Постепенно он начал понимать, что даже в этом зале все темы не перемешаны хаотично, а будто разбиты на группы по интересам, – оставалось только выследить нужную.

«…На вашем месте я бы не бросался здесь словами, значение которых вы можете и не успеть быстро объяснить…» – начинающаяся драка его не сильно интересовала.

«…Я-то думал, что в нашу страну, в связи с последними событиями, никто надолго не приедет – все только и мечтали отсюда поскорее смыться. Ан нет, потянулись.
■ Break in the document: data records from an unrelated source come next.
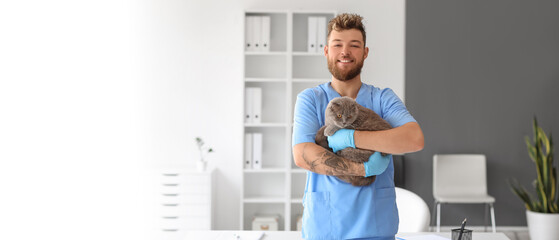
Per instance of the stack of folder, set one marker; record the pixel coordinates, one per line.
(257, 34)
(253, 105)
(253, 150)
(317, 34)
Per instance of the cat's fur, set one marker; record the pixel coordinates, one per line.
(344, 112)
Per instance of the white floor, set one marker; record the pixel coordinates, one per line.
(514, 233)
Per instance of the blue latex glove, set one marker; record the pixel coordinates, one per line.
(376, 164)
(341, 139)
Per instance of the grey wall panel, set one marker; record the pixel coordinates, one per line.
(476, 74)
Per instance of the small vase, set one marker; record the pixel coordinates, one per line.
(201, 166)
(543, 226)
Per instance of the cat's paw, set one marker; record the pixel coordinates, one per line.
(329, 131)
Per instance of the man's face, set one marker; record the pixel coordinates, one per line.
(346, 53)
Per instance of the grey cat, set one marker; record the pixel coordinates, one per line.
(344, 112)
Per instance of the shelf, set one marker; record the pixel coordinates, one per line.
(296, 200)
(264, 200)
(268, 125)
(311, 80)
(265, 170)
(266, 53)
(318, 54)
(298, 170)
(281, 73)
(264, 80)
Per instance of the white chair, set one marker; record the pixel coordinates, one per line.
(460, 178)
(413, 212)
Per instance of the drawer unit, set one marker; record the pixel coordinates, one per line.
(184, 200)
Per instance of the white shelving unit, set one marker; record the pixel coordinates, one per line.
(281, 73)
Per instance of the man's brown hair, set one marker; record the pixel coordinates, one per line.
(346, 21)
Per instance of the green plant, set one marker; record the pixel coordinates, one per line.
(203, 149)
(541, 153)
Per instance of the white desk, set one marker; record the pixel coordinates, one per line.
(293, 235)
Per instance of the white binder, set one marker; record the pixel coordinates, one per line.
(312, 34)
(249, 34)
(265, 34)
(257, 150)
(248, 105)
(321, 34)
(256, 105)
(257, 27)
(248, 151)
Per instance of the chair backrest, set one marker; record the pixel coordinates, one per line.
(413, 212)
(459, 174)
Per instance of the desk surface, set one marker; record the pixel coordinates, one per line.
(294, 235)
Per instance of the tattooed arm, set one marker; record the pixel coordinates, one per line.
(316, 159)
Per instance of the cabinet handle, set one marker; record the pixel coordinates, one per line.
(170, 174)
(170, 204)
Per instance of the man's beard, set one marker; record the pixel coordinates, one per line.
(340, 74)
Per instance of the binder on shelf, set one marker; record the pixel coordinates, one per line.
(312, 34)
(265, 34)
(248, 151)
(249, 33)
(248, 105)
(257, 150)
(321, 34)
(257, 31)
(257, 105)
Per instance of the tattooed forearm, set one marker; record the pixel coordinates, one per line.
(328, 163)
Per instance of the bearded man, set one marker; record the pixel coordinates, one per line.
(334, 209)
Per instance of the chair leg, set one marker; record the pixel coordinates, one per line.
(438, 217)
(433, 218)
(493, 218)
(485, 217)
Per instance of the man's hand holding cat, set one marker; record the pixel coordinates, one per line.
(377, 164)
(341, 139)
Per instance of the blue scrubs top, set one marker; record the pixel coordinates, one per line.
(334, 209)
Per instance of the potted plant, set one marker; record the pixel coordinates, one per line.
(542, 212)
(204, 150)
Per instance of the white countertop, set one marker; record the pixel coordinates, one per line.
(294, 235)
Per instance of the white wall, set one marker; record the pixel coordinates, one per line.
(193, 75)
(71, 127)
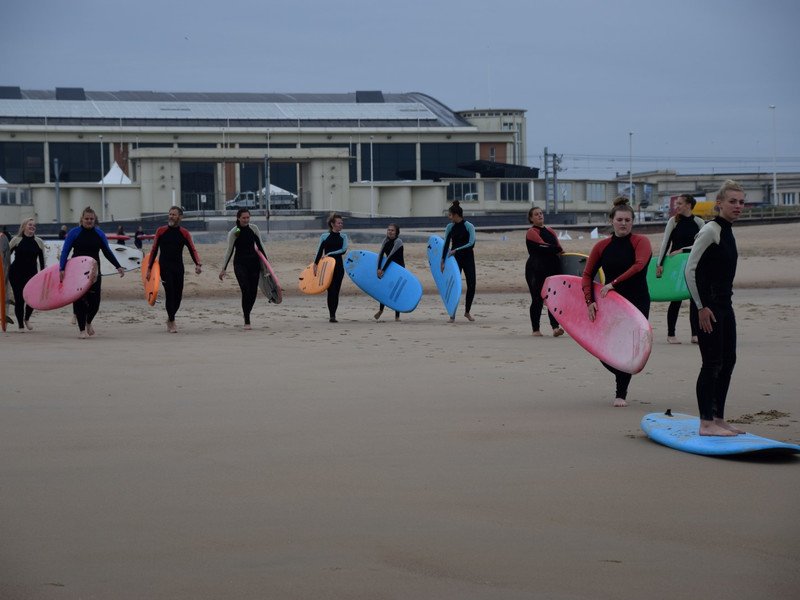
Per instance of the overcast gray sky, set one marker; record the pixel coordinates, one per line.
(692, 79)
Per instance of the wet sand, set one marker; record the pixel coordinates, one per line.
(408, 460)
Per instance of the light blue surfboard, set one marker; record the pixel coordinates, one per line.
(671, 286)
(448, 282)
(680, 432)
(399, 288)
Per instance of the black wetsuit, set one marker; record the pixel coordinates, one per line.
(334, 245)
(171, 241)
(710, 271)
(28, 252)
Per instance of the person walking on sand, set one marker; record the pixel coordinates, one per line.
(243, 239)
(392, 247)
(87, 240)
(333, 244)
(459, 242)
(679, 234)
(544, 250)
(623, 257)
(28, 250)
(170, 240)
(710, 271)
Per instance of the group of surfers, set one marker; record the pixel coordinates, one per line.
(623, 257)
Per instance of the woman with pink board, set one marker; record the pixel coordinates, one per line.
(624, 257)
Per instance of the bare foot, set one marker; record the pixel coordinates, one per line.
(711, 428)
(725, 425)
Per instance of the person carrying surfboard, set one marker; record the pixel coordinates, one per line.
(28, 250)
(544, 250)
(623, 257)
(710, 271)
(333, 244)
(87, 240)
(459, 241)
(244, 238)
(170, 241)
(392, 247)
(679, 233)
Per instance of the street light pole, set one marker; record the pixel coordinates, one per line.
(774, 160)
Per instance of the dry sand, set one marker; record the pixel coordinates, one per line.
(388, 460)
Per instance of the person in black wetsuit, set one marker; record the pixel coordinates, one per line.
(88, 240)
(710, 271)
(544, 250)
(170, 240)
(392, 247)
(679, 234)
(333, 244)
(624, 258)
(459, 241)
(246, 264)
(28, 250)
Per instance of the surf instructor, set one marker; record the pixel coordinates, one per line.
(87, 240)
(623, 257)
(170, 240)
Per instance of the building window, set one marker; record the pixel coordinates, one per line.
(515, 191)
(596, 192)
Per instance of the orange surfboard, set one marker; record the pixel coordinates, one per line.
(316, 284)
(151, 287)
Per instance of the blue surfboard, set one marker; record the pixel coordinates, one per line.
(448, 282)
(399, 288)
(680, 432)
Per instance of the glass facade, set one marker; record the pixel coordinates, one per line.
(22, 162)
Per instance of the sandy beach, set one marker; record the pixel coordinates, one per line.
(389, 460)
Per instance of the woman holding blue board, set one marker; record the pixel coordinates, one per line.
(459, 241)
(333, 244)
(623, 257)
(392, 248)
(680, 233)
(242, 242)
(543, 260)
(709, 274)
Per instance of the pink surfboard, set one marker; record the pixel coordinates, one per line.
(45, 291)
(620, 335)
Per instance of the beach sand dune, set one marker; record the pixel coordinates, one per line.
(385, 460)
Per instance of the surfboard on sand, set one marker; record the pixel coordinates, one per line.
(152, 285)
(448, 282)
(681, 432)
(399, 288)
(316, 284)
(671, 286)
(45, 291)
(620, 335)
(268, 281)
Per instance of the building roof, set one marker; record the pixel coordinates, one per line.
(74, 106)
В основном люди двух категорий: те, кому где-то было еще хуже, чем нам здесь, и те, кому где-то уже очень хорошо, и они приехали к нам, чтобы им стало еще лучше, зачастую за наш счет».
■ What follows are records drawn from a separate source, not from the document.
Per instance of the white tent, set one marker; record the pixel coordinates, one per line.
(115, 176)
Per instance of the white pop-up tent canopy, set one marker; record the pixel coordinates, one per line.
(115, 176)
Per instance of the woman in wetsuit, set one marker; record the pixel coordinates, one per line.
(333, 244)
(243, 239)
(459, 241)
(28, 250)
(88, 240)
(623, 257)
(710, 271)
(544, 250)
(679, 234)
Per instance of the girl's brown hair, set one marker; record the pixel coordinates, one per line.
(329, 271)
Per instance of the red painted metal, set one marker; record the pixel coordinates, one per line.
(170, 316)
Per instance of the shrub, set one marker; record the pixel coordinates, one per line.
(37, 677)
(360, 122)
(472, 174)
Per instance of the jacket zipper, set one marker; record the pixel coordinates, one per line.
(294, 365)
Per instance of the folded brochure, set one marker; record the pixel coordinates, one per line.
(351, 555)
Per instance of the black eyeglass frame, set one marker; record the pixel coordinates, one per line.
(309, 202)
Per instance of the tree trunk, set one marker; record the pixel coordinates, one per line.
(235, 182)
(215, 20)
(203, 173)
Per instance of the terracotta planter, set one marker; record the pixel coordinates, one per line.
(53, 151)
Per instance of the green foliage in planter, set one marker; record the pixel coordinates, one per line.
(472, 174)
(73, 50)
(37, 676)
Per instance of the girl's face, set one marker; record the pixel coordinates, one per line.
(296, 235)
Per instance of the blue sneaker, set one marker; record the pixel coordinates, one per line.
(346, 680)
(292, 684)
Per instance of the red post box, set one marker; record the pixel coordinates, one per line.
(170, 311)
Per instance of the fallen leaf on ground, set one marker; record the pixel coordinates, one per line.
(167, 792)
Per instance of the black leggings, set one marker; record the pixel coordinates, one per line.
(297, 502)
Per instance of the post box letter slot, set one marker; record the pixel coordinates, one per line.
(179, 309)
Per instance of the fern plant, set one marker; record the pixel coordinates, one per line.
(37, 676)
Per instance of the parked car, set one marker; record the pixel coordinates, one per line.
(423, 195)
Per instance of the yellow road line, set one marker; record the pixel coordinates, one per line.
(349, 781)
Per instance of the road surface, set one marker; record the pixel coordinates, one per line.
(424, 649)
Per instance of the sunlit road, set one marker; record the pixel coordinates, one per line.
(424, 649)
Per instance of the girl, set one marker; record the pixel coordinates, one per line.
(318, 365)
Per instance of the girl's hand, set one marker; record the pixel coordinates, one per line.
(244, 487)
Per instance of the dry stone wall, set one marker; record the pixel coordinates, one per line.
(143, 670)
Хотя вроде бы речь и шла о войне, Аэлт понимал, что ничего путного для себя здесь не услышит.

«…Может быть, предстоящая война произойдет, как это водится, из-за какой-нибудь прекрасной незнакомки? – Не верьте красивой легенде, из-за женщин бывают только дуэли и восстания, войны ведут из-за богатства и власти». – Здесь тоже гадали о причинах, поэтому подслушивать было бессмысленно.
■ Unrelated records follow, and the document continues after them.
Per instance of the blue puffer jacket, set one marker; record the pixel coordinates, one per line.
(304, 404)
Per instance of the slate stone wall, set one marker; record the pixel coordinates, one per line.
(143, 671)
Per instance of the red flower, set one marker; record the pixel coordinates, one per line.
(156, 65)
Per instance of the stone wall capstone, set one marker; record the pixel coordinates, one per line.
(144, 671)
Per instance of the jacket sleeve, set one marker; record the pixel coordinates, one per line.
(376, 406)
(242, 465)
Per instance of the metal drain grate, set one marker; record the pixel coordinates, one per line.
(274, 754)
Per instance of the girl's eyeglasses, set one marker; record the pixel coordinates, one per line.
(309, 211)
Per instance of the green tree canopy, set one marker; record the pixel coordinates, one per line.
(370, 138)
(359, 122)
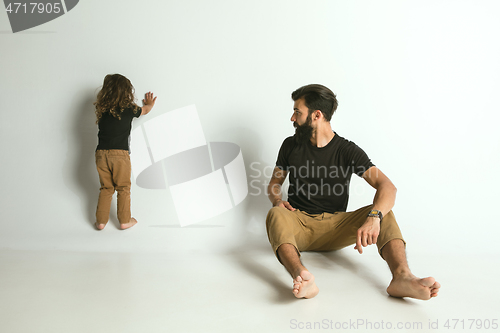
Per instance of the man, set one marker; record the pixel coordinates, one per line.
(320, 164)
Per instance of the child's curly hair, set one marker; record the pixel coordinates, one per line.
(116, 94)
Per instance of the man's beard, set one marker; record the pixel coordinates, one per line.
(304, 132)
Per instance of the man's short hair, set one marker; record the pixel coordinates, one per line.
(317, 97)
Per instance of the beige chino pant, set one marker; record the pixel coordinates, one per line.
(114, 171)
(326, 231)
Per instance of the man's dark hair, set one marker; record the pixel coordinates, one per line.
(317, 97)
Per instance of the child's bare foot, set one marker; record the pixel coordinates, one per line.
(130, 224)
(304, 285)
(411, 286)
(99, 226)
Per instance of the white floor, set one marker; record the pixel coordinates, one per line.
(241, 290)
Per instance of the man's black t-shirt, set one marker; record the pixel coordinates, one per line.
(113, 132)
(320, 177)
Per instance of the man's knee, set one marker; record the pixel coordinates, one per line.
(276, 216)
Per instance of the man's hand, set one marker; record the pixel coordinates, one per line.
(284, 204)
(368, 233)
(149, 102)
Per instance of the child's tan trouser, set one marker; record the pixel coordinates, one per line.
(114, 171)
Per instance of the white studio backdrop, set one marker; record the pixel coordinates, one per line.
(417, 84)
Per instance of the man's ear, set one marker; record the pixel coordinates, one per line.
(317, 115)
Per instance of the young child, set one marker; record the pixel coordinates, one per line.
(115, 109)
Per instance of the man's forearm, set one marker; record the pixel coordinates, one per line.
(385, 198)
(274, 193)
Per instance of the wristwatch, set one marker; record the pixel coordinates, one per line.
(376, 213)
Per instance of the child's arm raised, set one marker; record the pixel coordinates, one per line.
(148, 102)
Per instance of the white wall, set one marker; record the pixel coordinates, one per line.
(417, 83)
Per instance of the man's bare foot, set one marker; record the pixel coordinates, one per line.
(408, 285)
(130, 224)
(99, 226)
(304, 285)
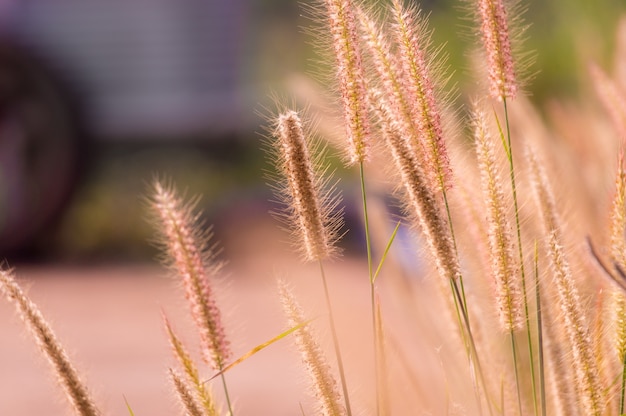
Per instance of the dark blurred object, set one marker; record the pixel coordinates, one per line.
(141, 69)
(41, 141)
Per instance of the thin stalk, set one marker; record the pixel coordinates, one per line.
(623, 387)
(517, 382)
(460, 304)
(509, 151)
(230, 407)
(333, 330)
(473, 351)
(542, 379)
(368, 245)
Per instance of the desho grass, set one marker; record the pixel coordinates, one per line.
(519, 339)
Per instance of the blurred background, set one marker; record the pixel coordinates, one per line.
(98, 98)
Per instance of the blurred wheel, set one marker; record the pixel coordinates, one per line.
(40, 142)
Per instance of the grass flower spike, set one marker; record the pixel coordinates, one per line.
(309, 205)
(420, 202)
(420, 71)
(185, 395)
(494, 30)
(323, 382)
(350, 74)
(507, 282)
(588, 381)
(193, 260)
(202, 392)
(75, 391)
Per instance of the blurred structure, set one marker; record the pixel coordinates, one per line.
(72, 71)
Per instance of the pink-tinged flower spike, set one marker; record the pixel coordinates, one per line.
(494, 30)
(420, 201)
(420, 85)
(193, 260)
(591, 391)
(75, 391)
(311, 207)
(350, 75)
(323, 382)
(504, 267)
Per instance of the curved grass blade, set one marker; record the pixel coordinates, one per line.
(259, 348)
(382, 260)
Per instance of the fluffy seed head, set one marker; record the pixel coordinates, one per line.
(494, 30)
(507, 280)
(420, 202)
(420, 86)
(185, 395)
(202, 393)
(350, 74)
(311, 206)
(588, 380)
(75, 391)
(193, 260)
(323, 382)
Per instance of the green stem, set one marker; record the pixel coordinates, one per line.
(521, 253)
(333, 330)
(517, 382)
(230, 407)
(368, 245)
(542, 378)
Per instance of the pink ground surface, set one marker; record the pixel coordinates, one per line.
(109, 319)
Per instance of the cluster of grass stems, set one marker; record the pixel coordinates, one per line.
(516, 268)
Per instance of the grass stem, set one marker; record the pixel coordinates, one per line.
(333, 330)
(368, 245)
(226, 395)
(509, 152)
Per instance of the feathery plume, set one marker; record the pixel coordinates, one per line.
(507, 280)
(345, 42)
(421, 88)
(420, 199)
(202, 393)
(75, 390)
(324, 383)
(495, 34)
(392, 84)
(193, 260)
(311, 209)
(586, 367)
(185, 395)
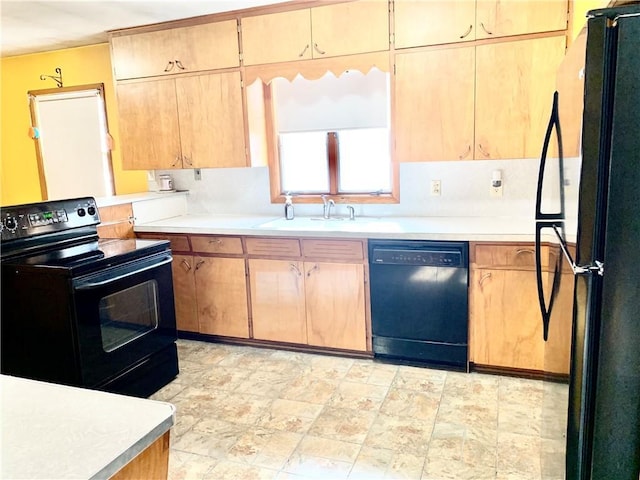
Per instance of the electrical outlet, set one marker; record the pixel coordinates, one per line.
(435, 188)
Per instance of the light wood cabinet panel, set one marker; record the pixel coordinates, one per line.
(335, 305)
(221, 292)
(184, 292)
(420, 22)
(499, 18)
(176, 50)
(325, 31)
(570, 87)
(217, 244)
(434, 102)
(276, 37)
(187, 122)
(273, 247)
(507, 327)
(338, 250)
(278, 300)
(211, 120)
(149, 129)
(349, 28)
(116, 221)
(557, 355)
(515, 82)
(179, 243)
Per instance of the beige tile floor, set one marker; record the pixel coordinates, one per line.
(252, 413)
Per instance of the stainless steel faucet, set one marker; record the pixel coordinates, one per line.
(326, 211)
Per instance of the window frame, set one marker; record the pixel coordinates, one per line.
(273, 163)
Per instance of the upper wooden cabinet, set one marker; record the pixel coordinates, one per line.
(186, 122)
(177, 50)
(515, 82)
(418, 22)
(491, 101)
(500, 18)
(434, 101)
(325, 31)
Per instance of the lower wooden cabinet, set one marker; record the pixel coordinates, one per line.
(221, 294)
(505, 320)
(319, 303)
(334, 295)
(278, 300)
(184, 292)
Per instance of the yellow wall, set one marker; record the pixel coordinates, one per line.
(18, 163)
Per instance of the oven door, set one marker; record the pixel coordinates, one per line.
(124, 314)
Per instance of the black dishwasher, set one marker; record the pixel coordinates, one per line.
(419, 302)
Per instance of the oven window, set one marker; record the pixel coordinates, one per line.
(128, 314)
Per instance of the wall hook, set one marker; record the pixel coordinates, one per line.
(55, 78)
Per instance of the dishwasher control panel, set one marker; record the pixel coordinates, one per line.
(432, 258)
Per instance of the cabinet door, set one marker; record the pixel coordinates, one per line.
(499, 18)
(515, 82)
(149, 125)
(277, 300)
(221, 290)
(211, 120)
(142, 54)
(176, 50)
(184, 292)
(276, 37)
(506, 323)
(434, 93)
(335, 305)
(351, 27)
(420, 22)
(206, 47)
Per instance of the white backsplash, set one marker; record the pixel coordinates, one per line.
(465, 190)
«…Как много смысла в том, что трактир и трактат – однокоренные слова!» – Увлекательный научный спор на благодатную тему, но эльф был занят другим.

«…Дабы дама о другой даме думала достойно, должно держать дам далеко друг от друга». – Мысль звучала изящно, и в другой раз он бы с удовольствием принял участие в обсуждении, но сейчас следовало торопиться.

«…Иногда идею и не воспринимают всерьез, пока за нее не пострадает несколько человек». – Он начинал приближаться к интересующей его группе людей.

«…Даже побежденного врага необходимо уничтожать. И только окончательно сломленного врага следует беречь».

«…Чтобы правда победила, за нее должен кто-то сражаться…» – Все, Аэлт наконец-то был на месте. Он притаился за колченогим стулом, на котором восседал один из особо говорливых посетителей, и стал внимательно вслушиваться в обволакивающий его словесный гвалт и гомон, стараясь выудить нужную информацию, чтобы после передать ее друзьям.

Тем временем Урчи анализировал текущую ситуацию и искал способы добраться домой как можно раньше, ведь каждый день промедления мог оказаться решающим. Разразившаяся или готовящаяся война была как нельзя некстати.

У них и так было немало препятствий с обратной дорогой (оно так обычно и выходит: куда бы ты ни направлялся, добираться обратно придется не так легко и просто и уж точно не тем путем, каким виделось в начале путешествия).

Водный путь был для них полностью закрыт: по единственной реке, которая вела обратно к Герталу, в это время года сплавляли бревна, а плыть вверх по течению навстречу несущимся громадам полезной древесины можно исключительно глубоко под водой.